Indiscutablement, il le fut. Plus exactement, Brunet fut directeur de la communication du groupe Vitalia, qui se présente – modestement – lui-même comme « le deuxième groupe d’hospitalisation privée en France ». Directeur de la communication, il ne l’est plus. Seulement voilà, Brunet a oublié ses fonctions antérieures quand il a fait l’éloge, à plusieurs reprises (que l’article de Rue89 détaille goulûment), des hôpitaux du groupe Vitalia. Des omissions destinées à protéger son « secret des sources », sans doute…

Si Brunet, désormais, n’est plus chargé » de la communication de Vitalia, il est gérant de société : de la société Premier Réflexe, ainsi que nous l’apprend le site Société.com. L’objet de Premier Réflexe ? La « production de films institutionnels et publicitaires ». Autrement dit, une société d’attachés de presse des entreprises. Curieusement, ni RMC ni BFM-TV, sur lesquels Brunet officie, ne mentionnent cette occupation annexe…

Mais la plus haute fonction de communicant, Brunet l’a remplie au service de Nicolas Sarkozy. Car notre journaliste qui se serait lui-même défroqué, notre communicant pour entreprises, est aussi un essayiste. Auteur d’un impayable Pourquoi Sarko va gagner, il avait osé publier sur son blog un billet intitulé “Pourquoi Sarkozy a gagné la présidentielle”. Le blog est aujourd’hui illisible, mais le billet a été repris par Atlantico, pour le plus grand bonheur des amateurs de blagues : comme le fait remarquer un commentateur facétieux (Tuffgong), pour parler de « ceux qui se prennent une tôle aux élections, on ne dira plus désormais : “Tu t’es pris une branlée”, on dira : “Quelle belle victoire à la Brunet !” »

Nous entendons déjà l’objection : pourquoi décorer du titre d’attaché de presse l’auteur de ces chefs-d’œuvre de la liberté d’opinion ? D’autres que lui ont fait campagne pour divers candidats. Certes. Mais on ne se souvient pas qu’ils aient reproduit mot à mot, comme s’ils en étaient les auteurs, le programme de leur chouchou. C’est ce qu’a établi un article de Daniel Bernard, publié sur le site de Marianne le 13 janvier 2012. Son titre dit tout : « Pour faire voter “Sarko”, Éric Brunet plagie l’Élysée ». Plagiat ? Cette critique est grave. À notre connaissance, Brunet n’a pas réagi.

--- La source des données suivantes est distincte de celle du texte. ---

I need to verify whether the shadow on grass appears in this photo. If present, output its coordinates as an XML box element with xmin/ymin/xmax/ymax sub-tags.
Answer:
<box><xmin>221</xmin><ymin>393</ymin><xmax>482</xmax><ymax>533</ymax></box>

Le chef-d’œuvre qui prophétisait la victoire électorale de Sarkozy n’était pas encore paru quand Brunet, sur proposition du député UMP de l’Oise Edouard Courtial, a été fait chevalier de la Légion d’honneur. À quel titre ? Au titre du ministère de la Culture et… de la Communication. Et qui lui a remis la rosette ? Un autre sarkolâtre : Philippe Tesson. Pour service rendu. Mais à qui ? Et par quel Brunet ? L’ex-journaliste ou le communicant officieux de l’Élysée ?

Polémiste ?

Qu’importe, puisqu’il est convenu de dire que Brunet est d’abord « polémiste ». C’est depuis qu’il a su s’émanciper de la corporation peuplée, on ne se lasse pas de le répéter, « d’ignorants, d’aveugles et de militants de gauche », que notre plus ou moins ex-journaliste est devenu « polémiste ». C’est-à-dire capable de parler de tout et de rien et de distinguer en tout deux couleurs (et deux seulement) : le blanc et le noir. N’invite-t-il pas les auditeurs de son émission, sur RMC, à répondre à ses questions « polémiques » par... « carrément pour » ou « carrément contre » ? On est bien loin de la controverse annoncée.

Interrogé par un journaliste d’Atlantico (site web d’info-people) sur le « cas » Audrey Pulvar, Brunet déclare (c’est le titre de l’article) : « Ce qui me choque ce n’est pas Audrey Pulvar, mais plutôt les journalistes qui font du commentaire politique sans l’assumer ».

- Question de l’interviewer : « Elle est dans un rôle de polémiste, mais possède tout de même la carte de presse. Doit-elle la rendre ? »
- Réponse du polémiste, pour l’ensemble de cette corporation : « C’est effectivement un problème. Il faudrait peut-être inventer une nouvelle catégorie de journalistes, les “opinion makers”, ces gens qui se livrent à des véritables débats d’opinion, dont le matériau est l’opinion et non pas l’information. »

« Prescripteurs d’opinion » serait une traduction convenable d’« opinion makers » mais, si leur matériau n’est pas l’information, « propagandiste » serait une traduction plus exacte [2].

Comme l’information n’est pas son truc (il n’est pas le seul, de droite à gauche…), Brunet assène… Un exemple ? Selon lui, tous les médias – tous – se sont mobilisés contre Sarkozy. Dans un entretien accordé le 23 mars 2012 à Maja Neskovic pour Arrêt sur image – @ux sources d’Eric Brunet, prophète de la victoire de Sarkozy » (accès payant) –, notre propagandiste explique qu’en presse magazine L’Express et Le Point (pour deux ou trois titres de « une » réellement aguicheurs et faussement provocateurs) ont versé dans l’antisarkozysme et qu’il en fut de même dans la presse quotidienne régionale, notamment dans La Montagne, les Dernières nouvelle d’Alsace, Ouest France et Nice Matin ! Bref, une véritable cabale.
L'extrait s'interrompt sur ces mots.